Ding Weifen (丁惟汾 (Dīng Wéifén); 1874－12 May 1954) was a Chinese politician and founding father of the Kuomintang. He served as the vice-president of Control Yuan from 28 December 1931 to 1935.

==Biography==
Ding was born in Taoluo Town of Rizhao, Shandong in 1874, the son of Ding Yici (丁以此), a teacher. His courtesy name was Dingcheng (鼎丞) and Dingchen (鼎臣). He had an elder brother, Ding Weisong (丁惟淞). In 1903, he attended Baoding Normal College. A year later, he went to Japan to study law at Meiji University. He joined the Tongmenghui on October 21, 1905. He founded the Bell (晨钟) with Jiang Yansheng. He returned to the China in Spring 1907, becoming President of Shandong School of Law and Politics. During 1911, he took part in Wuchang Uprising. He moved on to the house of representatives in 1912. He was a member of congress between 1917 and 1922. He founded North China Weekly (北方周刊) in 1918. He served as Head of the Propaganda Department and the Training Department of Kuomintang from 1927 to 1929. He was a member of the National Government from 17 September 1927 to 1947.

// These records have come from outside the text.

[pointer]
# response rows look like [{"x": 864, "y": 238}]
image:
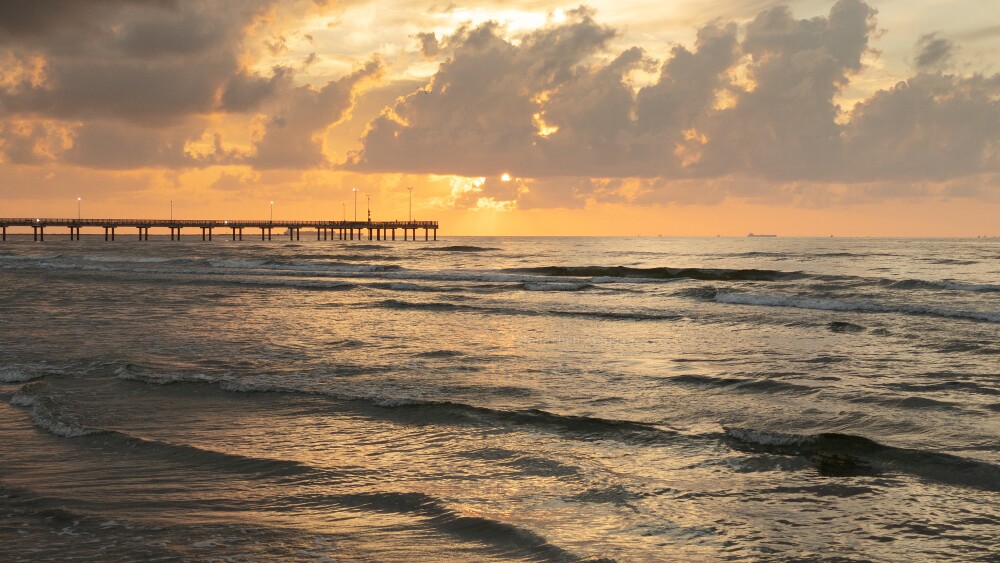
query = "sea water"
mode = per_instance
[{"x": 475, "y": 399}]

He was the Secretary General of Central Party Committee of Kuomintang in 1931. On December 28, 1931, he was appointed the vice-president of Control Yuan, a position he held until 1935. He was a member of Control Yuan from 31 May 1948 to 12 May 1954.

On May 12, 1954, he died in Taipei, Taiwan.

==Personal life==
His daughter, Ding Yujuan (丁玉隽), was married to hydrologist Huang Wanli. His adopted daughter Tsun-ying Wong was one of the first group of women elected to the Legislative Yuan in 1948, and her son Samuel is an American physicist who received the Nobel Prize in 1976, with Burton Richter, for discovering the subatomic J/ψ particle. His grandson in law, Yang Le, is a member of the Chinese Academy of Sciences.